Access Stimulation and 8YY Abuse Continue to Plague Industry

By: Andrew Regitsky

No matter how hard the FCC tries to stop access stimulation and remove the arbitrage in the 8YY market it is clear abuse will continue until all switched access charges are moved to bill-and-keep.  That message, which should be obvious to anyone who has been in the industry for even a short time, was made clear once again in an ex parte telephone meeting between Bandwidth and the Commission on July 14, 2021.  Bandwidth is both a facilities-based CLEC and an IXC headquartered in Raleigh.  In their meeting, Bandwidth told the FCC that when it comes to switched access, it’s the “same old same old.”

During the call, the participants discussed various forms of continued originating and terminating tandem access arbitrage. Bandwidth explained that traffic pumping of Toll-Free calls persists even after the FCC’s adoption of originating 8YY access reforms.  Carriers are finding creative ways to replace the anticipated loss in revenue, such as by tariffing charges for the exchange of IP-IP traffic, “buying” originating toll free traffic to increase volume, and routing traffic through multiple tandems prior to delivering it to the RespOrg.  At the same time, carriers and their customers continue to find creative ways to increase revenue from terminating tandem charges, such as by homing telephone numbers to affiliated and unaffiliated tandems that result in multiple tandem switching charges or tandem charges in lieu of direct IP interconnection.  (Docket 18-156, July 16, 2021, Bandwidth letter to FCC).

Bandwidth noted the perverse impacts these actions are having on the industry:

[T]he challenge[s] Bandwidth faces is that these are only a select few instances of carriers doing inappropriate things that are taking hold more broadly in the marketplace as more carriers are following the lead of the few and creating an “if you can’t beat ’em, join ’em” environment.  Bandwidth [is concerned] that these industry practices create perverse incentives to perpetuate TDM traffic exchange that undermine the FCC’s objectives and STIR/SHAKEN framework, which works best when carriers interconnect in IP.  (Id.).

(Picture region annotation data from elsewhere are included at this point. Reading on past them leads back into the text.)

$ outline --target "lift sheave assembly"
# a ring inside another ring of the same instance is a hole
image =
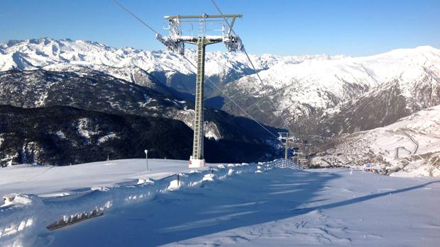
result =
[[[189,157],[189,168],[199,168],[205,166],[204,157],[204,59],[206,46],[223,42],[228,51],[243,51],[244,47],[240,38],[231,35],[232,27],[236,18],[241,18],[242,15],[207,15],[201,16],[165,16],[168,21],[165,28],[169,30],[168,36],[162,36],[156,34],[156,38],[165,45],[169,50],[177,52],[182,55],[185,54],[185,44],[192,44],[197,47],[197,80],[195,88],[195,109],[194,121],[194,140],[192,144],[192,155]],[[229,24],[226,25],[224,20],[230,19]],[[221,29],[210,30],[209,25],[221,23]],[[194,35],[194,28],[186,30],[182,33],[182,25],[193,27],[198,25],[197,35]],[[211,35],[209,33],[220,33],[220,35]]]

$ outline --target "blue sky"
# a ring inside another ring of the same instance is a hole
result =
[[[155,29],[169,14],[217,13],[210,0],[119,0]],[[363,56],[396,48],[440,48],[440,1],[216,0],[240,13],[236,30],[250,53]],[[163,49],[111,0],[0,0],[0,42],[69,38]],[[219,45],[210,50],[224,50]]]

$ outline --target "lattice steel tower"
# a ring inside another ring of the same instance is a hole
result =
[[[229,52],[241,51],[244,49],[241,40],[237,35],[232,35],[231,31],[237,17],[242,17],[240,14],[232,15],[207,15],[201,16],[165,16],[168,21],[166,29],[169,30],[169,35],[163,37],[158,34],[156,38],[168,47],[170,50],[184,54],[185,43],[196,45],[197,46],[197,74],[195,88],[195,116],[194,120],[194,141],[192,145],[192,156],[189,157],[189,168],[204,166],[204,60],[206,46],[211,44],[223,42]],[[225,18],[231,19],[229,25],[226,25]],[[197,35],[194,35],[193,24],[198,23]],[[189,32],[187,35],[182,33],[182,25],[189,25],[190,29],[183,32]],[[217,26],[221,29],[209,29],[209,25]],[[209,32],[221,32],[221,35],[208,35]]]

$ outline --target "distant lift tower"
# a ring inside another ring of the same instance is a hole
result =
[[[290,137],[289,132],[278,132],[278,134],[280,134],[280,137],[278,137],[278,139],[280,141],[285,140],[285,151],[284,159],[287,159],[289,158],[287,155],[288,151],[289,151],[289,140],[292,140],[292,142],[295,142],[295,137]]]
[[[165,16],[168,21],[165,28],[169,30],[169,35],[163,37],[158,34],[156,38],[167,46],[168,50],[185,54],[185,43],[196,45],[197,46],[197,75],[195,88],[195,117],[194,121],[194,141],[192,145],[192,156],[189,157],[189,168],[204,166],[203,154],[204,133],[204,59],[206,46],[211,44],[223,42],[228,51],[237,52],[243,50],[244,47],[241,40],[237,35],[231,34],[235,20],[242,15],[207,15],[202,16]],[[226,25],[225,19],[229,20],[229,25]],[[197,35],[194,35],[193,24],[198,23]],[[182,25],[189,25],[189,30],[185,30],[182,33]],[[221,29],[209,30],[209,25],[221,25]],[[208,35],[208,32],[221,32],[221,35]]]

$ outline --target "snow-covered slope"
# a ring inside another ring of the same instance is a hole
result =
[[[431,178],[255,173],[255,163],[189,172],[172,160],[150,161],[146,171],[143,161],[0,170],[0,246],[435,246],[440,239]],[[92,210],[102,214],[78,219]],[[60,216],[73,224],[46,229]]]
[[[185,55],[190,60],[195,61],[194,50],[187,50]],[[299,63],[308,59],[325,60],[339,57],[341,56],[251,55],[257,69],[266,69],[280,62]],[[207,52],[206,60],[207,76],[213,77],[216,81],[222,84],[254,72],[244,54]],[[92,41],[49,38],[10,40],[0,44],[0,71],[16,69],[68,71],[72,66],[106,72],[133,83],[136,83],[133,74],[138,68],[154,74],[167,86],[185,93],[191,92],[191,84],[194,84],[189,79],[193,79],[194,68],[182,56],[168,51],[150,52],[131,47],[118,49]],[[123,69],[122,71],[121,69]]]
[[[383,127],[343,134],[326,144],[312,165],[371,163],[393,176],[440,176],[440,105]]]
[[[189,59],[194,60],[194,55],[193,50],[187,50]],[[257,120],[273,126],[283,125],[279,117],[283,114],[294,129],[333,135],[384,126],[440,103],[440,50],[429,46],[365,57],[263,54],[251,58],[260,71],[264,86],[242,53],[207,52],[205,73]],[[160,81],[187,99],[191,98],[195,81],[192,65],[167,51],[115,48],[92,41],[48,38],[0,45],[0,71],[37,69],[83,74],[92,70],[141,86],[155,86],[155,90],[158,90],[155,82]],[[166,88],[159,89],[170,93]],[[224,98],[209,84],[205,93],[207,98]],[[276,109],[268,97],[275,102]],[[224,101],[216,106],[234,115],[243,114]],[[375,113],[365,122],[368,125],[350,118],[369,101],[378,101],[375,108],[390,110],[374,113],[367,108],[362,115]],[[392,114],[385,116],[390,112]],[[347,123],[341,125],[347,118]]]
[[[440,50],[429,46],[365,57],[280,62],[260,76],[264,86],[249,75],[229,84],[226,91],[254,111],[259,106],[265,115],[259,120],[273,125],[280,125],[280,117],[267,117],[274,111],[268,97],[275,103],[275,116],[282,113],[292,125],[302,117],[334,114],[358,98],[389,91],[390,84],[406,101],[403,108],[409,110],[405,115],[440,103]],[[234,110],[233,105],[226,108]],[[277,122],[268,122],[270,120]]]

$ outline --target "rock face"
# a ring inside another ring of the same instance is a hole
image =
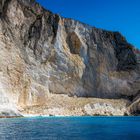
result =
[[[1,106],[43,107],[52,94],[133,101],[139,91],[139,54],[120,33],[62,18],[34,0],[0,1]]]

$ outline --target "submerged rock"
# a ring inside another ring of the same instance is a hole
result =
[[[1,0],[0,48],[0,98],[17,110],[47,105],[52,94],[132,101],[140,90],[139,53],[120,33],[34,0]]]

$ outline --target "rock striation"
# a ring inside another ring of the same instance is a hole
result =
[[[7,110],[12,106],[21,114],[35,114],[38,109],[40,113],[45,109],[60,112],[64,95],[66,101],[79,103],[88,98],[105,101],[102,107],[91,108],[86,102],[87,110],[111,108],[106,99],[127,100],[125,105],[121,102],[125,109],[118,114],[127,108],[133,114],[133,106],[139,106],[139,54],[119,32],[63,18],[34,0],[0,1],[0,106]],[[71,102],[63,112],[69,106]],[[86,115],[83,112],[79,115]],[[117,115],[115,109],[110,112],[114,113],[107,114]]]

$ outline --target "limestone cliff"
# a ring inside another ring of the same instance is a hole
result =
[[[62,18],[34,0],[0,1],[0,108],[84,115],[93,97],[129,108],[139,93],[139,53],[119,32]]]

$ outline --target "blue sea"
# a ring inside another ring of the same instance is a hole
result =
[[[0,140],[140,140],[140,117],[0,119]]]

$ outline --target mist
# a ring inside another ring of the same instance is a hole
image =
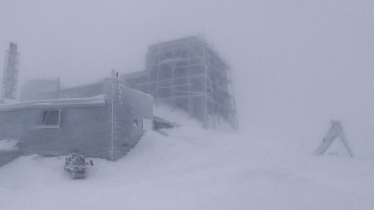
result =
[[[19,90],[37,78],[69,87],[112,69],[143,70],[149,45],[202,34],[231,67],[248,141],[310,152],[339,119],[366,156],[374,153],[373,9],[363,0],[4,0],[0,55],[18,44]]]

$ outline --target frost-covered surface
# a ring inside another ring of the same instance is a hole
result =
[[[170,115],[178,122],[183,114]],[[185,120],[169,137],[148,132],[116,162],[94,159],[85,179],[71,179],[64,157],[20,157],[0,168],[2,209],[374,207],[374,156],[315,156],[287,139],[251,138],[226,127],[206,130]]]
[[[3,151],[12,151],[19,148],[17,144],[19,139],[2,139],[0,140],[0,153]]]
[[[54,99],[36,100],[0,104],[0,112],[21,109],[55,108],[61,107],[86,107],[104,106],[105,101],[104,95],[87,98],[58,98]]]

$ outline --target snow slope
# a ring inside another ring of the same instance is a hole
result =
[[[94,159],[85,179],[71,179],[63,157],[22,156],[0,168],[0,209],[374,207],[374,157],[315,156],[286,139],[252,139],[225,127],[206,130],[183,113],[170,115],[184,123],[167,130],[168,137],[148,132],[121,159]]]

In its letter Bandwidth references two cases of alleged access and 8YY abuse that the FCC has recently red-flagged.  One involving a Core Communications tariff and another pertaining to Wide World’s restructuring of its business operations to impose tandem charges on IXCs that it otherwise was not entitled to bill.

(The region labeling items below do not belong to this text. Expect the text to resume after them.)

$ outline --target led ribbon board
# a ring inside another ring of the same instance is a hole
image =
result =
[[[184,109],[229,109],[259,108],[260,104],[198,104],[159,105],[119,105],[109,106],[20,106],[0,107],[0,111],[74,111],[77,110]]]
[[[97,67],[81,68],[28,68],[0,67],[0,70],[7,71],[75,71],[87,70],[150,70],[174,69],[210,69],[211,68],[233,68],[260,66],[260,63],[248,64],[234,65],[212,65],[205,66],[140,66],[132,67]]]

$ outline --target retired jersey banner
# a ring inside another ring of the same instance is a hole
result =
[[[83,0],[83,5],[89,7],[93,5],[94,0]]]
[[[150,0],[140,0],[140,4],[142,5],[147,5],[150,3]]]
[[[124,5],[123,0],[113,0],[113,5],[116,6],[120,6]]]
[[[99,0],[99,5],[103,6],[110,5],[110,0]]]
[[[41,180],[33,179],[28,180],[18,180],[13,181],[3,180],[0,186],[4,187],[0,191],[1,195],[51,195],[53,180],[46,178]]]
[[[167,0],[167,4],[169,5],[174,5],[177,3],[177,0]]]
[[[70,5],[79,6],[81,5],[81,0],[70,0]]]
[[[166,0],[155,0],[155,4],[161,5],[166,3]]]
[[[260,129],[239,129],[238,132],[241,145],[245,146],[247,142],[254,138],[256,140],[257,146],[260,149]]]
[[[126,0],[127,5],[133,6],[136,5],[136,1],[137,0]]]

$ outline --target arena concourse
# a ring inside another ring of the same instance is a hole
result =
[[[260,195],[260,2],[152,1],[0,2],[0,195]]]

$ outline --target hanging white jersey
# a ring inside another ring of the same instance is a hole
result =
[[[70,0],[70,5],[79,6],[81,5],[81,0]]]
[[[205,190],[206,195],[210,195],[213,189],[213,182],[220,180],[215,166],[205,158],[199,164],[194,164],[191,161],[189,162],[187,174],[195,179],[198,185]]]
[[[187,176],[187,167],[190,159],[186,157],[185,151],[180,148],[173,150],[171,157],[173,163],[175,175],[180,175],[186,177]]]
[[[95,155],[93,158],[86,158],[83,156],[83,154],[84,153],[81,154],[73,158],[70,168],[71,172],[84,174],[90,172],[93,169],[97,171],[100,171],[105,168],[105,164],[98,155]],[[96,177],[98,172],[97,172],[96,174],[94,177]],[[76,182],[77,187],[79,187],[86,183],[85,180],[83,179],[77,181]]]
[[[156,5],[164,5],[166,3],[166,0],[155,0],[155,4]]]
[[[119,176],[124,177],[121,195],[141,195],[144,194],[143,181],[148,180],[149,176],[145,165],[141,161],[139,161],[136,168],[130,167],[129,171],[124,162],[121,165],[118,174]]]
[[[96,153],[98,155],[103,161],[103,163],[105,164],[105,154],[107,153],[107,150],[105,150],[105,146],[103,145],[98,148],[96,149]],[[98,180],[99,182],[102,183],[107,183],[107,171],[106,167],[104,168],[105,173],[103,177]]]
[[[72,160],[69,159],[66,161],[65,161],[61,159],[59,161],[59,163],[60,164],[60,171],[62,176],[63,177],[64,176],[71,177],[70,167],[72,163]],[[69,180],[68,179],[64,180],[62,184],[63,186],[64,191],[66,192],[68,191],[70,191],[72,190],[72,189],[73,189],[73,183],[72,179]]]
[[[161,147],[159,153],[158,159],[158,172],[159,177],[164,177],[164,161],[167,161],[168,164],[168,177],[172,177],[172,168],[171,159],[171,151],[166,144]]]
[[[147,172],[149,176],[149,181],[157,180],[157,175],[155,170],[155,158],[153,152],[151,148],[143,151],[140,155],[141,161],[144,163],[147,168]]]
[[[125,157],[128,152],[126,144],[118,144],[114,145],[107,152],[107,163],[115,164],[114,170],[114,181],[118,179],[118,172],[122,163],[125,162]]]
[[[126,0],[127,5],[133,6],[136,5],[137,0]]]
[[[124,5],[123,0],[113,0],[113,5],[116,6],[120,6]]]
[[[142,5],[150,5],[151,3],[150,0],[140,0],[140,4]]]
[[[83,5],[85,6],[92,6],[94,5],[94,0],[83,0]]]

In the Core case, the CLEC filed proposed revisions to its Interstate Tariff No 3 on April 22, 2021, in which it proposed to change the terms and conditions governing “good faith” billing disputes and late payment fees. It also proposed language stating that if it “discontinues service, it will provide, in connection with access traffic associated with the discontinued Customer, only those minimal functions necessary to identify the Customer as being the relevant carrier (i.e., 8YY database queries).”  Core also added sections regarding the blocking of “fraudulent or otherwise illegal traffic,” as well as disputes about such traffic, and proposed changes to allow it to charge an IXC for an 8YY database query “even if the underlying call is not completed.”

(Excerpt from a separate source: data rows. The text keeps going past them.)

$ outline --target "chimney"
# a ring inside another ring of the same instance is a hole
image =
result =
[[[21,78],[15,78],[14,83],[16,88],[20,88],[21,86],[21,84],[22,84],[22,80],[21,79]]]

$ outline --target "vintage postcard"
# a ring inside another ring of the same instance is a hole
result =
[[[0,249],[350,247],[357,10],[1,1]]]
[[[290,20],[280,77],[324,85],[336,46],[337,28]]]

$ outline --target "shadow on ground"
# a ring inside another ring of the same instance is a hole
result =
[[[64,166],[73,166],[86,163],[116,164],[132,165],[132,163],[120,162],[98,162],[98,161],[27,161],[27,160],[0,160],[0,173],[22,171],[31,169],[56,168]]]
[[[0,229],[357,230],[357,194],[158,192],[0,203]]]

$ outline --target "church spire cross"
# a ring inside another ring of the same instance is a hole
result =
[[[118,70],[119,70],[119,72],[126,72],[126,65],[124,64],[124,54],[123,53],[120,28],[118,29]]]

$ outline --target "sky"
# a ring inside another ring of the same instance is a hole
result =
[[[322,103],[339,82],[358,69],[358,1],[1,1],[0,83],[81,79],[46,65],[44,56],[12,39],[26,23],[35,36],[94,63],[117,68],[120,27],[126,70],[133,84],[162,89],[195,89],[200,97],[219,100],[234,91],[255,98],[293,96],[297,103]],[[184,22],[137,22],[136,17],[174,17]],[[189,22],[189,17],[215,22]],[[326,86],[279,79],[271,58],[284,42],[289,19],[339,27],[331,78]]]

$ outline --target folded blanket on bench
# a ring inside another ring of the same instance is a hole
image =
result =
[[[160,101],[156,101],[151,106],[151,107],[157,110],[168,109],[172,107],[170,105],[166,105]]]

AT&T and Verizon requested the FCC to reject, or at a minimum, investigate the tariff filing, contending that Core was attempting to charge for “unnecessary work” and to “extract profit at IXCs’ expense” and that the tariff revisions ultimately will “permit Core to profit from 8YY arbitrage schemes and then allow Core to avoid any accountability for doing so.”

On May 6, 2021, the Commission suspended the tariff revisions for one day and launched an investigation.  It followed up on June 23, 2021, when it released an Order Designating Issues for Investigation in Docket 21-191.  The investigation will determine whether the tariff revisions concerning billing disputes, obligations regarding purportedly fraudulent traffic, obligations of customers cut off from service by Core, late payment fees, and 8YY database queries are consistent with the Act, the 8YY Access Charge Reform Order, and the Commission’s rules.

The other ongoing Commission action alleges access stimulation involving a Complaint filed by AT&T and Verizon against the CLEC Wide World.  The companies allege that Wide Voice carried out a scheme to preserve profits derived from access stimulation.  

In a Memorandum and Order (Order) in Docket 20-362, the FCC granted the Complaint, finding that Wide Voice rearranged traffic flows to circumvent the access stimulation rules, caused network congestion and call failure by rerouting large quantities of traffic, and attempted to force the IXCs to deliver traffic to a remote location that created no net public benefit as required by the Commission.  These actions violated section 201(b) of the Telecommunications Act which prohibits telecommunications carriers from engaging in unjust or unreasonable practices.  As a result, the Commission concluded that “Wide Voice may not bill AT&T and Verizon in connection with the traffic at issue in their Complaint and must refund any amounts the IXCs already have paid with respect thereto.”

While Wide World filed a Petition for Reconsideration of the Order on July 8, 2021, it is very unlikely to convince the FCC to change its opinion.  Moreover, with the DC Circuit Court’s recent affirmation of the Commission’s Access Stimulation Order hopefully fewer companies will attempt to bypass the rules.